De beoordeling
1. Aan de betrokkene is als kentekenhouder bij inleidende beschikking een sanctie opgelegd van € 90,- voor: “parkeren in strijd met parkeerverbod/parkeerverbodszone (bord E1)”. Deze gedraging zou zijn verricht op 24 augustus 2017 om 14.36 uur op de Uilenburg in ‘s-Hertogenbosch met het voertuig met het kenteken [kenteken] .

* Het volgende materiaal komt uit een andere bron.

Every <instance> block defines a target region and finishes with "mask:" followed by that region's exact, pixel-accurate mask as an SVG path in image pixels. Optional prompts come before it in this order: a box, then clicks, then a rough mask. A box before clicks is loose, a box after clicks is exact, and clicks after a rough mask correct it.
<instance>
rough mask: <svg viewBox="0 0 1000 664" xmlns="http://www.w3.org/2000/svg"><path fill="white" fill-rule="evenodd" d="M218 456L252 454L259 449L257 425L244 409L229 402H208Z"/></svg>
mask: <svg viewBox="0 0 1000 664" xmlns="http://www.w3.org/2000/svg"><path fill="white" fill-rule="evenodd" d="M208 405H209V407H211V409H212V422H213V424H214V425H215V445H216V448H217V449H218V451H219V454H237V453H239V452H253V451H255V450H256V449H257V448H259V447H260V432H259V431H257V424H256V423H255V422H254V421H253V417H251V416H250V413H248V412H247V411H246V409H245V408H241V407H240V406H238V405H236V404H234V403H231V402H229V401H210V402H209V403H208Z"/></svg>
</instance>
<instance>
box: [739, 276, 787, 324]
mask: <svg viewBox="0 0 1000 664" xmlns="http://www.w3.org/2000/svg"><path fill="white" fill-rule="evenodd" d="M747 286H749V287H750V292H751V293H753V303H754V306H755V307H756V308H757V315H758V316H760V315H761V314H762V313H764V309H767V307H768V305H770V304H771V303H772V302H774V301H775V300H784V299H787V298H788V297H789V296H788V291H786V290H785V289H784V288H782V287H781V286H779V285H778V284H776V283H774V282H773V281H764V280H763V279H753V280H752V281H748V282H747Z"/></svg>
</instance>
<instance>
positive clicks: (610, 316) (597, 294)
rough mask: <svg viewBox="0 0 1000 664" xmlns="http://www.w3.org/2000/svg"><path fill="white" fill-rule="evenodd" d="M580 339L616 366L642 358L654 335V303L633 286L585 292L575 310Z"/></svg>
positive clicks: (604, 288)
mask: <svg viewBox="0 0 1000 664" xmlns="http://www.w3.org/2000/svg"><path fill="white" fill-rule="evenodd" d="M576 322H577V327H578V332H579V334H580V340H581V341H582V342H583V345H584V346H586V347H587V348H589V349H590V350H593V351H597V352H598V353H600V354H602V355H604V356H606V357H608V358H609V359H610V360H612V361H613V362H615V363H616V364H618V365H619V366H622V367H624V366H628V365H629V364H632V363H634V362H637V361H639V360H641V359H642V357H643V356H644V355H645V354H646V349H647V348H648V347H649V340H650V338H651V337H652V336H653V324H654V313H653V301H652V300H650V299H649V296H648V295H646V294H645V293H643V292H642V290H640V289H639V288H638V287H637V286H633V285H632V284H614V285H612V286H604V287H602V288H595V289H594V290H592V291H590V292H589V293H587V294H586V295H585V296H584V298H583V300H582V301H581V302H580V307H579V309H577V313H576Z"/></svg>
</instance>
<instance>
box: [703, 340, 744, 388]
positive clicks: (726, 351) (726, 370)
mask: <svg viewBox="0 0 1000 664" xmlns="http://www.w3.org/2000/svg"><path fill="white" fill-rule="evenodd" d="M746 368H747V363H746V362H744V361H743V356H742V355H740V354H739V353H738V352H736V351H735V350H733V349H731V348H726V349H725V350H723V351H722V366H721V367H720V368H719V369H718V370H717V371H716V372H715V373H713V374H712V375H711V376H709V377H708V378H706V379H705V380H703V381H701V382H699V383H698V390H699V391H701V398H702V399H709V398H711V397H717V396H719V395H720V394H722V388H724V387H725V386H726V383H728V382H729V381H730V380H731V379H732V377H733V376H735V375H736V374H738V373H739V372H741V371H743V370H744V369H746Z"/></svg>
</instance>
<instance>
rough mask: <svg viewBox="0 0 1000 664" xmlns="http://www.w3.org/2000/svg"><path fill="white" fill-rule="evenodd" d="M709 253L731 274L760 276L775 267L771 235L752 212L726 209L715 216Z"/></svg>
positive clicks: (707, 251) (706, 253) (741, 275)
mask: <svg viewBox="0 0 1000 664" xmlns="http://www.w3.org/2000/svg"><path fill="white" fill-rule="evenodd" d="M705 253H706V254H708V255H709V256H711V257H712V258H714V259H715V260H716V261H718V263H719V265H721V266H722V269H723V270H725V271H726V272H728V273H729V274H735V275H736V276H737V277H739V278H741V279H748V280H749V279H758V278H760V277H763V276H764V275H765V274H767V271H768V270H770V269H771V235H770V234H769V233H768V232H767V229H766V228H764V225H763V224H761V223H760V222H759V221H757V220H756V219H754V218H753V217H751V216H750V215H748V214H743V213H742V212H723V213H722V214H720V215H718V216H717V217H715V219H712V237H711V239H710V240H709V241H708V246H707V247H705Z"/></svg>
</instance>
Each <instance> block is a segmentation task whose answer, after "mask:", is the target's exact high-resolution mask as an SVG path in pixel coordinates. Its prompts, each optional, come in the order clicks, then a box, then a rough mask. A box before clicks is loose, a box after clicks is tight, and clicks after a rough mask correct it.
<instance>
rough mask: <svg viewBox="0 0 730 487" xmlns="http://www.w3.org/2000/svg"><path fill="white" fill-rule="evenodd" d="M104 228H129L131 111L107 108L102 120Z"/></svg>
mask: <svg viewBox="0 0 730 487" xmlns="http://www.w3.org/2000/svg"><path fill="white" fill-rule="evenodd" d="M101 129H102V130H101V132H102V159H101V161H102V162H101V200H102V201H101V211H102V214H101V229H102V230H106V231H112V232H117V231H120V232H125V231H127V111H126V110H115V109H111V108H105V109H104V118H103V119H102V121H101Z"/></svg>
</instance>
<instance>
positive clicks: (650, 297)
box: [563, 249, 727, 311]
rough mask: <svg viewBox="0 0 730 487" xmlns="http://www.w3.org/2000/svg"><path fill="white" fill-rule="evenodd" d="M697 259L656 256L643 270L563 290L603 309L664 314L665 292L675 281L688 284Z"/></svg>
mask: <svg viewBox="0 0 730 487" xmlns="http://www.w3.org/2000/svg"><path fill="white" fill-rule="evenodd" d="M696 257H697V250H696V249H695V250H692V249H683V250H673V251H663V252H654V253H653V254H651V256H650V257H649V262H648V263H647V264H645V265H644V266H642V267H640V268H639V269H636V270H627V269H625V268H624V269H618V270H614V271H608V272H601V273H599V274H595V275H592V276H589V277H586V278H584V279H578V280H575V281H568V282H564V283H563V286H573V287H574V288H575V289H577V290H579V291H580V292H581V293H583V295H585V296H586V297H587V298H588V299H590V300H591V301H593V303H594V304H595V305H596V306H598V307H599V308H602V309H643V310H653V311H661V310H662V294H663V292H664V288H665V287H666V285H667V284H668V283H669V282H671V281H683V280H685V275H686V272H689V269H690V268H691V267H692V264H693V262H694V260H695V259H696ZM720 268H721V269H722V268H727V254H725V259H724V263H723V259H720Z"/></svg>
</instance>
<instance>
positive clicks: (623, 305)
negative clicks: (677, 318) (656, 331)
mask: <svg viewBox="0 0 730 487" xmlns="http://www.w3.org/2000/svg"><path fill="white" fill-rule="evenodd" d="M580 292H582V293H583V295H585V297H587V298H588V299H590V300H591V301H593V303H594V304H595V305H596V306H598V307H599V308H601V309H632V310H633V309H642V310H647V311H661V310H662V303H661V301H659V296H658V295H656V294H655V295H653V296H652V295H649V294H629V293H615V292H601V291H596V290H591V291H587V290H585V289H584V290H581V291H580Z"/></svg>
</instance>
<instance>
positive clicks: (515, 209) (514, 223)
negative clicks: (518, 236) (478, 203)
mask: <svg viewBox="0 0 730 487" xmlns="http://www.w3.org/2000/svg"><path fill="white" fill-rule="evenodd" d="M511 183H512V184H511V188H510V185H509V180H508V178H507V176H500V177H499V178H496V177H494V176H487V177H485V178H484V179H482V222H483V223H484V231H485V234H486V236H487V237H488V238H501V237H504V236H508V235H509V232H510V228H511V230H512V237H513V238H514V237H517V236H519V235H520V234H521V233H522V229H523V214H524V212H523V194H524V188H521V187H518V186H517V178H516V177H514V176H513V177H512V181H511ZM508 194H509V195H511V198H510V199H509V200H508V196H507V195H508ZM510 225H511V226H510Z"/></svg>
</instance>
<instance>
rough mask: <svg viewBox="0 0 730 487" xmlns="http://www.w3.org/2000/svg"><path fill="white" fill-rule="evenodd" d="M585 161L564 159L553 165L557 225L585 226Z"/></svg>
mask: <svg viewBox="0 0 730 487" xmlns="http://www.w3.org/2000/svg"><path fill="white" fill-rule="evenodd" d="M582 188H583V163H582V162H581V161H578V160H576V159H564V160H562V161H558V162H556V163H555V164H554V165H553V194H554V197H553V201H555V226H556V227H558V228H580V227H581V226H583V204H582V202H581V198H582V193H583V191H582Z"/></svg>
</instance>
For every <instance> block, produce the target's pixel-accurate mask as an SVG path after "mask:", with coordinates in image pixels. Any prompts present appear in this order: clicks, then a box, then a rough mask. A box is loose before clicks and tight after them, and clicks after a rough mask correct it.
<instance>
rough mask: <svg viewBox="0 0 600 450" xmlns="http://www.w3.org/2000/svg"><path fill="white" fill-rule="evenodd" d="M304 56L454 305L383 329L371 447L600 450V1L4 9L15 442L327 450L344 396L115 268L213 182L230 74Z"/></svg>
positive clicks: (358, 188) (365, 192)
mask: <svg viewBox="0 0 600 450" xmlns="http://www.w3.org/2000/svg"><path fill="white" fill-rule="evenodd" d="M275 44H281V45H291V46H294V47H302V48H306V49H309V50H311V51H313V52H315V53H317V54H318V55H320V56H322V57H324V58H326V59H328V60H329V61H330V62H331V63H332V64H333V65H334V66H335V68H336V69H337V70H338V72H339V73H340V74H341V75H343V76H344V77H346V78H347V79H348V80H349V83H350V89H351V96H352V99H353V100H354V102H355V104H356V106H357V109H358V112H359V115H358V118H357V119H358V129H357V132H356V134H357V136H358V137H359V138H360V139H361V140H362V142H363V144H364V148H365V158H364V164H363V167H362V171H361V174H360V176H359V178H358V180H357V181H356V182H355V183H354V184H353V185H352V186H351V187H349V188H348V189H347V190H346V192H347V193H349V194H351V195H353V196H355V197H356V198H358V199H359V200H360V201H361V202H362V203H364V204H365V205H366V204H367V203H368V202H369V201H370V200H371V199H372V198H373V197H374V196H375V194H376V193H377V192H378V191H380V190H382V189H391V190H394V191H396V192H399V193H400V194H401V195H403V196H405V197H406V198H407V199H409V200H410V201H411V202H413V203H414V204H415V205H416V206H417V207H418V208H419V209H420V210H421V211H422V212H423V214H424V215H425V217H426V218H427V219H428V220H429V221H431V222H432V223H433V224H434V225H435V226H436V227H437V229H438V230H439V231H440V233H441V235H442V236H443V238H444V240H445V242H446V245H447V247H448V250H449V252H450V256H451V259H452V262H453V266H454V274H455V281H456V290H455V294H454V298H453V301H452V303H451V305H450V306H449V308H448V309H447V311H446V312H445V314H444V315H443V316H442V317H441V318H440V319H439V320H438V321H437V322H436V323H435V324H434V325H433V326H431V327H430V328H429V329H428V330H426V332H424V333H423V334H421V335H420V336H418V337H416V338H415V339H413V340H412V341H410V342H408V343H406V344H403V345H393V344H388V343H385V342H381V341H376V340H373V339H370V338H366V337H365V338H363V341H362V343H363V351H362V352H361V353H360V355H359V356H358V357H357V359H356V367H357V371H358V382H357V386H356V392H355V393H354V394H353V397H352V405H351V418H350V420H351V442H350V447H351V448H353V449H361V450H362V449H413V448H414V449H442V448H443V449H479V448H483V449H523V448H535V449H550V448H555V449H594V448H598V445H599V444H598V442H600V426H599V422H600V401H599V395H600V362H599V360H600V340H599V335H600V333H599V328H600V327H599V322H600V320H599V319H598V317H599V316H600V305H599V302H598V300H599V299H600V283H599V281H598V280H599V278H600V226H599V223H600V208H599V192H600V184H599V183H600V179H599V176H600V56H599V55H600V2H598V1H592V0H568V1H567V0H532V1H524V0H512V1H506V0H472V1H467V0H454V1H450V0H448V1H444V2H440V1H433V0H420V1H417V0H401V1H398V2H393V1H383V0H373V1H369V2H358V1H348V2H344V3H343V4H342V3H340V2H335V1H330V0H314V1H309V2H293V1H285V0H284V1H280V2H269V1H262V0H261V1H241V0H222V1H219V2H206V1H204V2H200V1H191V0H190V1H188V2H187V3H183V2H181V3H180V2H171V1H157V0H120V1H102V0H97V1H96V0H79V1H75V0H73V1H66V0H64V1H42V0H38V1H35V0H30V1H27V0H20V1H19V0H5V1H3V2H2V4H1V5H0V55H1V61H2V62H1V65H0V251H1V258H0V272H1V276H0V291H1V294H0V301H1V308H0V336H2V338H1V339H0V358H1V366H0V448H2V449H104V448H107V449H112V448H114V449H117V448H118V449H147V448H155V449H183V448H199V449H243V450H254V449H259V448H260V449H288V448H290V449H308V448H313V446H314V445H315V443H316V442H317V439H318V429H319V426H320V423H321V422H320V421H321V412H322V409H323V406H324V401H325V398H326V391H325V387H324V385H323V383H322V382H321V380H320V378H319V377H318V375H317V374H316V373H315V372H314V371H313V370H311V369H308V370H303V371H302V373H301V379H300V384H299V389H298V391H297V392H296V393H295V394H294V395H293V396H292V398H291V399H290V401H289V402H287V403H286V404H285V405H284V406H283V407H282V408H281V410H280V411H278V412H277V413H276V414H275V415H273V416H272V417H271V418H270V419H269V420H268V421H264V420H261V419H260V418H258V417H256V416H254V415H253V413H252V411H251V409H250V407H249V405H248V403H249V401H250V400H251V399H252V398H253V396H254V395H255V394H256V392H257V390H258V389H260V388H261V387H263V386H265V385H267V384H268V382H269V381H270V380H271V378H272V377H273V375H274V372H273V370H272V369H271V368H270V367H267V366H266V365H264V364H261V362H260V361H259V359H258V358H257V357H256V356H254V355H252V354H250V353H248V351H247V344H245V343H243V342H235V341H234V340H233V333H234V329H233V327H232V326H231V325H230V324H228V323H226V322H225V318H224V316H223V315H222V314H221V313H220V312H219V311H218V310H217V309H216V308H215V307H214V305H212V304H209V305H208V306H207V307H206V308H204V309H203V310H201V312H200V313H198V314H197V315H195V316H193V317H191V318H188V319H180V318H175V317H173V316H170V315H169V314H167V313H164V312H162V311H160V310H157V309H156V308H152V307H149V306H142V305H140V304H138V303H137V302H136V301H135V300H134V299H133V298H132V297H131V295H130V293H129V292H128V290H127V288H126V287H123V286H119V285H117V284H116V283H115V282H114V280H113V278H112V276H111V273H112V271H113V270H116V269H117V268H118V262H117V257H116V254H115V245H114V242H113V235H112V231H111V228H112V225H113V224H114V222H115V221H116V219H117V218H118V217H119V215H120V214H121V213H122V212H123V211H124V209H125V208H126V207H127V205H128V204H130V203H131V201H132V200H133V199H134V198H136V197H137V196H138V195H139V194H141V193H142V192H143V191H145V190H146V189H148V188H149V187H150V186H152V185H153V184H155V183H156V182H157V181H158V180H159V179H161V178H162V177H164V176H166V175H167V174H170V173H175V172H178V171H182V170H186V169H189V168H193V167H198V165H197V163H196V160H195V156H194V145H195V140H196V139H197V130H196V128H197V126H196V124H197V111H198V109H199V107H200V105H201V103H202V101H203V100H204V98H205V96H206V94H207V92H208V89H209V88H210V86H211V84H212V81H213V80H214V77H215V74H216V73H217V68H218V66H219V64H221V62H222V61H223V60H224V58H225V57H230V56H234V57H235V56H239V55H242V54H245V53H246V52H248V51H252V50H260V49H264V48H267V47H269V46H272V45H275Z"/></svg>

2. De gemachtigde van de betrokkene voert aan dat de foto’s van de gedraging pas zijn verstrekt op 27 februari 2019. Daardoor kan de betrokkene zich niet meer herinneren of en waarom hij ter plekke heeft geparkeerd. Daarnaast is op Google Maps waar te nemen dat het een plaats is achter parkeerplaatsen voor vergunninghouders. Waarom zou de betrokkene er dan niet in dezelfde lijn pal achter mogen parkeren? Daarnaast hangt op het hek een blauw bord met een P, waardoor gesuggereerd wordt dat er in de vakken voor het hek moet worden geparkeerd. Uit navraag blijkt dat 18 van de 20 mensen bevestigden dat voor dit bord geparkeerd mag worden. Er is dus een onduidelijke situatie gecreëerd. Daarnaast klopt de stelling van de advocaat-generaal dat de feitcode gewijzigd moet worden niet, omdat niet is geparkeerd in een vak voor vergunninghouders.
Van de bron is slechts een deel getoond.